To my knowledge, this charge has not been brought in the nearly 4-year criminal prosecution of J6ers. (If it has, it applied only to a handful.)
Graves is now referring to elected members of Congress as "officers."
It's hard to overemphasize how cynical, defiant, and deceptive this is.
Graves indicted Christina Kelso on 1512(c)(2) on 5/15/24--ONE MONTH AFTER SCOTUS ORAL ARGUMENTS IN FISCHER.
Everyone knew SCOTUS would reverse DOJ but Graves didn't care. In a solid stick in the eye to the court, Graves continued to bring the obstruction felony.

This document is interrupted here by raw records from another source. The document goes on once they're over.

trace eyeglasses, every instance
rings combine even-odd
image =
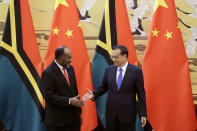
[[[119,59],[120,55],[117,56],[111,56],[111,59]]]

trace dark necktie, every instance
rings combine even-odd
[[[118,90],[120,89],[121,83],[122,83],[122,68],[119,69],[119,75],[118,75],[118,81],[117,81],[117,86]]]
[[[63,72],[64,72],[64,76],[65,76],[65,78],[66,78],[66,80],[67,80],[67,82],[68,82],[68,85],[70,86],[69,77],[68,77],[68,74],[67,74],[66,71],[65,71],[65,68],[62,68],[62,70],[63,70]]]

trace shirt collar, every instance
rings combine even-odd
[[[128,65],[128,62],[123,67],[121,67],[122,68],[122,71],[126,71],[127,65]],[[118,67],[118,71],[119,71],[119,69],[120,69],[120,67]]]
[[[57,63],[57,61],[54,59],[55,64],[57,64],[57,66],[60,68],[60,70],[63,70],[63,66],[61,66],[60,64]]]

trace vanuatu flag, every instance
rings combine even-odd
[[[94,89],[96,89],[105,72],[105,68],[113,64],[110,55],[112,47],[124,45],[129,50],[128,61],[137,65],[137,57],[133,44],[133,37],[129,26],[128,14],[124,0],[106,0],[105,12],[101,23],[96,51],[92,62],[92,77]],[[96,101],[97,114],[103,126],[105,123],[105,108],[107,94],[99,97]]]
[[[28,0],[11,0],[0,44],[0,119],[9,131],[44,131],[41,57]]]

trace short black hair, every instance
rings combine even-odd
[[[66,49],[66,46],[60,46],[58,48],[56,48],[55,50],[55,59],[58,59],[60,56],[62,56],[64,54],[64,49]]]
[[[115,49],[120,49],[120,55],[126,55],[128,58],[129,52],[128,52],[127,47],[125,47],[124,45],[116,45],[112,47],[112,50],[115,50]]]

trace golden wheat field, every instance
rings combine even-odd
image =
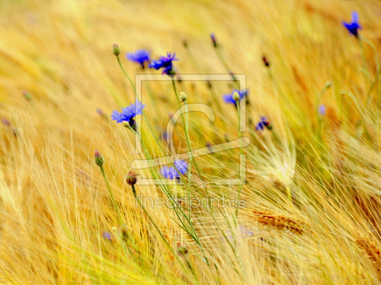
[[[2,0],[0,283],[381,284],[380,60],[379,0]]]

So now Graves is (1) dismissing the count but asking for same prison sentence in existing cases or (2) filing superseding indictment to drop 1512c2 but add another felony in its place.
To put this in perspective--Graves brought the 372 charge in high profile cases such as Proud Boys and Oath Keepers.

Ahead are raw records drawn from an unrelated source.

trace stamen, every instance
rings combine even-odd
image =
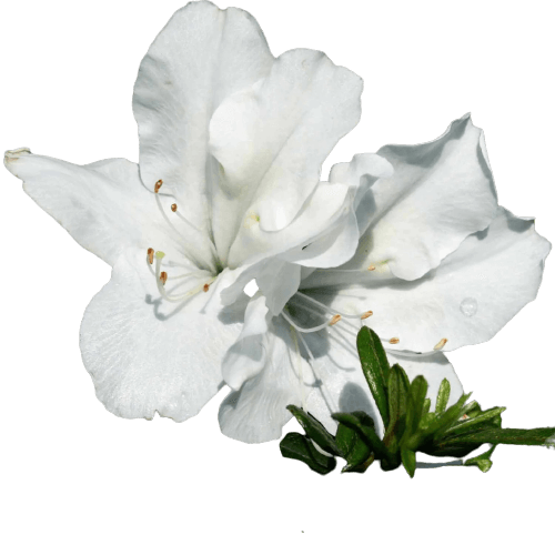
[[[443,349],[445,346],[445,343],[447,343],[447,339],[443,337],[443,340],[437,343],[437,345],[434,346],[434,351],[438,351],[440,349]]]
[[[301,333],[312,333],[312,332],[319,332],[320,330],[323,330],[324,327],[327,327],[329,325],[333,325],[335,324],[336,322],[339,322],[339,320],[335,320],[335,316],[330,320],[330,322],[326,322],[325,324],[322,324],[322,325],[316,325],[315,327],[301,327],[299,325],[296,325],[286,314],[285,314],[285,311],[282,311],[281,312],[282,316],[297,331],[297,332],[301,332]],[[339,315],[339,314],[337,314]],[[333,324],[332,324],[333,322]]]

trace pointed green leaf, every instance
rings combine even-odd
[[[493,465],[492,455],[497,445],[492,445],[492,447],[484,453],[463,461],[463,466],[476,466],[480,472],[485,474]]]
[[[494,406],[492,408],[487,408],[487,411],[482,411],[477,416],[460,421],[458,424],[451,426],[445,432],[445,435],[466,434],[481,427],[485,427],[487,421],[493,420],[495,416],[506,411],[506,406]]]
[[[446,377],[442,380],[440,390],[437,391],[437,401],[435,402],[435,414],[442,414],[447,407],[451,395],[451,384]]]
[[[356,336],[356,347],[364,377],[376,402],[377,410],[382,415],[384,426],[387,426],[390,415],[385,385],[390,373],[390,363],[387,362],[382,341],[370,327],[363,326]]]
[[[453,447],[471,444],[528,445],[544,447],[555,443],[555,427],[490,427],[470,434],[442,438],[437,446]]]
[[[289,432],[281,438],[280,452],[283,458],[300,461],[321,476],[330,474],[337,467],[335,457],[322,455],[310,438],[299,432]]]
[[[412,432],[416,432],[424,412],[426,401],[427,382],[424,376],[416,376],[411,383],[411,397],[413,401]],[[428,404],[430,406],[430,404]],[[426,411],[427,412],[427,411]]]
[[[295,405],[287,405],[290,411],[303,427],[305,434],[314,440],[324,451],[335,456],[345,458],[341,450],[335,443],[335,438],[330,432],[319,422],[312,414],[305,413],[302,408]]]
[[[333,413],[332,418],[336,420],[341,424],[354,430],[359,433],[362,440],[364,440],[377,460],[386,457],[387,451],[382,440],[377,437],[374,430],[374,421],[366,415],[366,422],[363,422],[354,413]],[[369,422],[371,423],[369,425]]]
[[[353,414],[359,416],[361,422],[369,424],[365,420],[370,420],[373,426],[372,418],[362,413],[362,411],[355,411]],[[366,417],[366,418],[364,418]],[[365,442],[359,432],[353,430],[352,427],[345,426],[345,424],[340,423],[337,426],[337,434],[335,435],[335,443],[337,447],[345,454],[347,462],[347,466],[357,466],[370,457],[372,450],[370,448],[367,442]],[[346,472],[346,471],[342,471]]]
[[[468,416],[468,418],[474,418],[474,416],[477,416],[482,412],[482,405],[477,401],[471,401],[466,405],[466,411],[464,414]]]
[[[412,480],[416,472],[416,453],[414,451],[401,450],[401,461],[403,462],[403,467]]]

He is now using it against a 46-year-old woman who never went inside the building, is not accused of assaulting police, or destroying property.
Getting up to speed on this batshit crazy lawsuit @nataliegwinters posted earlier today.

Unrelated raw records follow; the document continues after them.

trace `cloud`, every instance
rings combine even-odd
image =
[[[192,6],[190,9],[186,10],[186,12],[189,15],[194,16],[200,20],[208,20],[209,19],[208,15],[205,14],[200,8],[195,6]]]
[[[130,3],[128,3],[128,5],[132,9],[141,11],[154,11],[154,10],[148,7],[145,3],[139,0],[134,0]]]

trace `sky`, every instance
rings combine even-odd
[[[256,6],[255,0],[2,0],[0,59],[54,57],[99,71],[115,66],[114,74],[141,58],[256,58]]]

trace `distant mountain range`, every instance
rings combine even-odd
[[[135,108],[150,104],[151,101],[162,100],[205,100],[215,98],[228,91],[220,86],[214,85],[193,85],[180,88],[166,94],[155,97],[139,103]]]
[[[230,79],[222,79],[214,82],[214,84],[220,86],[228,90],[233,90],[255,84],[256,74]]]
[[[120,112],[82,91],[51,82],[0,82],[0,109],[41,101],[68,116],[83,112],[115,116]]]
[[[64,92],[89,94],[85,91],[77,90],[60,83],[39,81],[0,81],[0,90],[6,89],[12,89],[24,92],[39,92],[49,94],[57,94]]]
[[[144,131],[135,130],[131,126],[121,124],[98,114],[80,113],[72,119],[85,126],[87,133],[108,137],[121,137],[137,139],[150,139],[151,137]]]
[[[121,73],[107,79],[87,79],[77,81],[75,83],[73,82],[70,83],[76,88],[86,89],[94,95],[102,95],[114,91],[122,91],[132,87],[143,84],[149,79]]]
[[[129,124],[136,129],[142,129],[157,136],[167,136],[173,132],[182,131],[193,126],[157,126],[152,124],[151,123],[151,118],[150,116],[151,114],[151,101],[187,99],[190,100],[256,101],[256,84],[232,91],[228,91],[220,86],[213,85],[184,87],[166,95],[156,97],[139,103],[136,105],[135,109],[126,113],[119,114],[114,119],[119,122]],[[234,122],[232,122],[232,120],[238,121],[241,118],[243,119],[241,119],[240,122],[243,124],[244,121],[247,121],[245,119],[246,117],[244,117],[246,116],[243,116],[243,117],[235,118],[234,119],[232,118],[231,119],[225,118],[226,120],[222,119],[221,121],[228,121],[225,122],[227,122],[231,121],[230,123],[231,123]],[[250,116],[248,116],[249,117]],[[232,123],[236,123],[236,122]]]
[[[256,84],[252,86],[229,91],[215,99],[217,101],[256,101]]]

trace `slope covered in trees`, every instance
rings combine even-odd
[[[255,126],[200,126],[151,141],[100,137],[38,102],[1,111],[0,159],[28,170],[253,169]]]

A Michigan "welfare rights" organization, 3 black Michigan voters, and NAACP filed a lawsuit against Donald Trump and RNC in WASHINGTON DC in Nov 2020 claiming Trump/RNC violated the Voting Rights Act and Ku Klux Klan act by attempting to uncover election fraud.
Of course the plaintiffs filed the lawsuit in Trump-hating DC federal court. It was initially given to Judge Emmet Sullivan--he went on senior status so it was transferred to Ana Reyes, a Biden appointee, in Feb 2023.
Then MAGICALLY--at the same time she was handling Jack Smith's J6 indictment and addressing unprecedented questions of presidential immunity from criminal prosecution--the case was reassigned to Judge Tanya Chutkan.
The courts claimed Reyes had a "conflict" but it took Reyes 8 months to mention it?
Sounds legit
Sullivan refused to toss the case out of DC.
The lawsuit is rife with allegations that are now covered by presidential immunity per SCOTUS. But that isn't stopping the defendants or Judge Chutkan from advancing the case.
When the issue of presidential immunity was raised during a Nov 2023 hearing on the lawsuit, Chutkan said the immunity matter would be "at least resolved in the lower courts shortly."
She issued her order denying immunity one week later.
Of course she was overturned by SCOTUS on July 1; Chief Justice Roberts criticized Chutkan for her hasty handling of the unprecedented issue.
She knew at this point she planned to deny Trump's immunity claims from criminal prosecution thereby greenlighting (at least temporarily) the civil suit.
So after SCOTUS opinion on immunity, the Michigan plaintiffs came back to court asking Chutkan to allow them to file a THIRD amended complaint.
They essentially want Chutkan to approve any efforts by Trump campaign and/or RNC to LAWFULLY investigate voting fraud.
Chutkan has not ruled on a Jan 2023 motion by Trump to dismiss the case.